The downside of USC is that they run it like a studio. Only 5 people can direct a thesis project if you are a graduate directing student. Every directing student comes to be one of those 5 and then 20 or 30 people don’t get the thesis project at the end, but help the crew on 5 people who thought of making someone’s film. The opposite for USC, again, is that they run it like a studio. USC is often unmatched in its networking capabilities and aggressively markets its students in the industry.

UCLA is best known for its screenwriters. USC may be able to out-network UCLA, but its authors cannot out-write UCLA authors. The average UCLA graduate screenwriting student will go with 8 feature length screenplay. UCLA screenwriters write a feature-length script over a 10-week quarterly, much like a real-life 8-week writing assignment. USC screenwriters will write 1 feature-length screenplay over a 1-year period. You do the math.

The Peter Stark producing program at USC is great for making movie executives, but the UCLA producing program is great for teaching producers everything they need to know to get there and just start doing it.

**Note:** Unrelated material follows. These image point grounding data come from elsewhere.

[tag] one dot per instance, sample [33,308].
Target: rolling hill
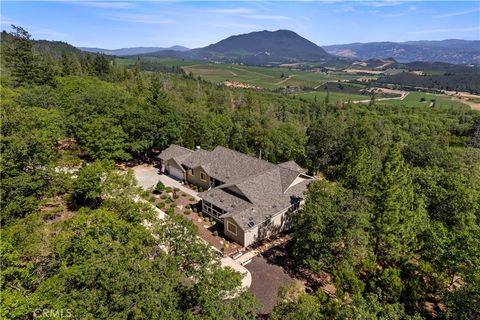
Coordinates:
[450,51]
[259,48]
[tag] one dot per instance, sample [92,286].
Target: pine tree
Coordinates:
[19,57]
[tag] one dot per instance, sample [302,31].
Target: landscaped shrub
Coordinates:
[159,187]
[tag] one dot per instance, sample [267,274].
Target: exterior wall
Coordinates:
[172,163]
[239,237]
[196,180]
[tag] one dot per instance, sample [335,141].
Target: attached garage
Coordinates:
[175,172]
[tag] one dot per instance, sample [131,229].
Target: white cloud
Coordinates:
[446,30]
[458,13]
[137,18]
[265,17]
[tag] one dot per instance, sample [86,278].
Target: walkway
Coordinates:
[148,176]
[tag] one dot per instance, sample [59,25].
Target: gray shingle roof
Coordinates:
[253,189]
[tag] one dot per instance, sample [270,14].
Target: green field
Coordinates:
[414,100]
[263,77]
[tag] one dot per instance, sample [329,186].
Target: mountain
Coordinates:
[449,51]
[259,48]
[133,51]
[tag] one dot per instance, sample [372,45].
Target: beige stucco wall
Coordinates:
[239,237]
[195,178]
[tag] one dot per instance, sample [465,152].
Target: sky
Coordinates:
[120,24]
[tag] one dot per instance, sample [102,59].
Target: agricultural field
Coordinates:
[423,99]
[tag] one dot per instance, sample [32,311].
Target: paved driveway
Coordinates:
[148,176]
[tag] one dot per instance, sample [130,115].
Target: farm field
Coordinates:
[414,99]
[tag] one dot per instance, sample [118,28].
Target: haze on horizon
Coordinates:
[120,24]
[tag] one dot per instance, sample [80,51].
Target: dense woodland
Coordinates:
[394,218]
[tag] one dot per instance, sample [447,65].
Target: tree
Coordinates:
[19,57]
[399,215]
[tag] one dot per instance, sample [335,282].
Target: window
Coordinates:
[231,228]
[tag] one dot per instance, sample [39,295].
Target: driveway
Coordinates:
[148,176]
[266,280]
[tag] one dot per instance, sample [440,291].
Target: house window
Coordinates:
[231,228]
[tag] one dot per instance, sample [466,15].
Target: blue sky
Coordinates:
[116,24]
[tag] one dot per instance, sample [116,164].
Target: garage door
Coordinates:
[175,173]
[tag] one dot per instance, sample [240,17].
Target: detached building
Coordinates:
[252,198]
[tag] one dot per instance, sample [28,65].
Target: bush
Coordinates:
[160,186]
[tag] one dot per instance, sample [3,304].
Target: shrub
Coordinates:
[160,186]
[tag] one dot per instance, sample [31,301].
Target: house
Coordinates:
[252,198]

The AFI is even more hardcore, like the USC’s “only 5 thesis projects will direct.” Not only are there a limited number of thesis projects, not every filmmaker is always invited to come back to school for another year. It’s harder to get into any of these film schools than it is to get into Harvard Law School, because Harvard has a higher percentage of its applicants than a big film school, so for me AFI and USC weren’t really worth cutting. Or you snatch away the chances of winning the lottery already to be accepted after you had already beaten them. Winning the lottery a second time was not desirable.

Other film schools

The second school is Florida State University, which accepts an equal amount of writers, directors, cinematographers and editors to form teams for the thesis project. This seems to make the most since. Temple University in Philadelphia is excellent, and must apply for experimental filmmakers.

But in general, any film program is a great film program as far as you are learning.